Misbehaving airline passengers are paying a steep price.
Data shared by the Federal Aviation Administration showed that it has fined “unruly passengers” over $20.9 million since the COVID-19 pandemic began in 2020.
Air travel in the United States came to a near-total halt in 2020 after the Centers for Disease Control and Prevention confirmed the first COVID-19 case that January. That year, the FAA levied $0.6 million in fines against “unruly passengers.”
That number skyrocketed in 2021 to $5 million. At that time, COVID-19 vaccines had become more accessible, and border restrictions began to ease, meaning more people were returning to air travel.
The FAA’s fines peaked in 2022 at $8.4 million. That year, the agency said it levied its largest fines against two passengers for separate incidents in 2021. The proposed fines were $81,950 and $77,272, respectively.
The FAA fined passengers $7.5 million in 2023, a slight dip but still significantly higher than pre-pandemic.

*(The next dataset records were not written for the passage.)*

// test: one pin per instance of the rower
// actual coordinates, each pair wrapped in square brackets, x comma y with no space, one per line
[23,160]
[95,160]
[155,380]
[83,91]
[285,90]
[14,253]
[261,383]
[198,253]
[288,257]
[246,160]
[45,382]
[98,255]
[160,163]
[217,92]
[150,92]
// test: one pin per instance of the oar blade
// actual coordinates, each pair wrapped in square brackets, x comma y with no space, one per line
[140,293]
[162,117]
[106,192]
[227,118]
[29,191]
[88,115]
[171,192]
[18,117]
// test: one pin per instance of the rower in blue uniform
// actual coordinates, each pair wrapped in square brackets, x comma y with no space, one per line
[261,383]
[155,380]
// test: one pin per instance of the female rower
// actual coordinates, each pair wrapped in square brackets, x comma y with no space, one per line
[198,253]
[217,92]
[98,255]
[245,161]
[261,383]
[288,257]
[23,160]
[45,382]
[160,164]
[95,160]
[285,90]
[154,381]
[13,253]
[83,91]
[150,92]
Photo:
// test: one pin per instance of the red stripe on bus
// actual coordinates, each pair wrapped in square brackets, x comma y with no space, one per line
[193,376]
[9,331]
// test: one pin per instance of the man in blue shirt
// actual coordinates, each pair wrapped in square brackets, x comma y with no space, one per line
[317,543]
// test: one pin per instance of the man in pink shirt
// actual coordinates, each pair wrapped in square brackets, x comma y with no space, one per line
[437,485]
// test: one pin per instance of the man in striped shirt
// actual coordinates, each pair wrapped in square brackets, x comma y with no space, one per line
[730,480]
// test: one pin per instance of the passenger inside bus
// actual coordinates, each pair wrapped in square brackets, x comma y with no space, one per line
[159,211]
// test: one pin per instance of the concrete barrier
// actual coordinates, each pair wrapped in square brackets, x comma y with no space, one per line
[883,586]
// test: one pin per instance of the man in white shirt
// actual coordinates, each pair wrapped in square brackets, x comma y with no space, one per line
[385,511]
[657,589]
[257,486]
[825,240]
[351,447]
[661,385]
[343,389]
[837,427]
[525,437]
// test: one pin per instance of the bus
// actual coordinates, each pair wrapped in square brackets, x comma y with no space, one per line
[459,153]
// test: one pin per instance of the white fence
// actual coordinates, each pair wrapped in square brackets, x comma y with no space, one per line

The FAA told Business Insider it has a “zero-tolerance policy toward unruly passengers.”
“Unruly behavior is dangerous to everyone on board and in the skies because of the inconvenience, the threat of health, safety and security, and possible operational disruption of an aircraft in flight,” the FAA said in a statement.
The agency said the unruly passenger rate declined by over 65% between 2021 — when the FAA recorded almost 6,000 cases — and 2023, when it recorded about 2,000. That’s still higher than pre-pandemic numbers in 2017, 2018, and 2019.
The FAA said it had received almost 900 “unruly passenger” reports as of September 8 this year but didn’t have data on the number of fines it has issued so far.
In August, the agency said it referred over 300 of the “most serious cases” since 2021 to the FBI. Those cases involved everything from passengers attempting to breach the flight deck to physically assaulting other travelers.
“Unruly passengers are a threat to the safety of everyone on board an aircraft. The FAA’s zero-tolerance policy is working to reduce this threat and to signal that unruly behavior is not tolerated on any flight,” the statement read.
Aviation security expert Jeffrey Price told BI that travel-related stress, like delayed or canceled flights, can cause passengers to act out.
“Increased stress pretty much always results in a shorter fuse, whether that’s on a plane or on the road,” Price told BI, adding that some travelers are behaving “more entitled” post-pandemic.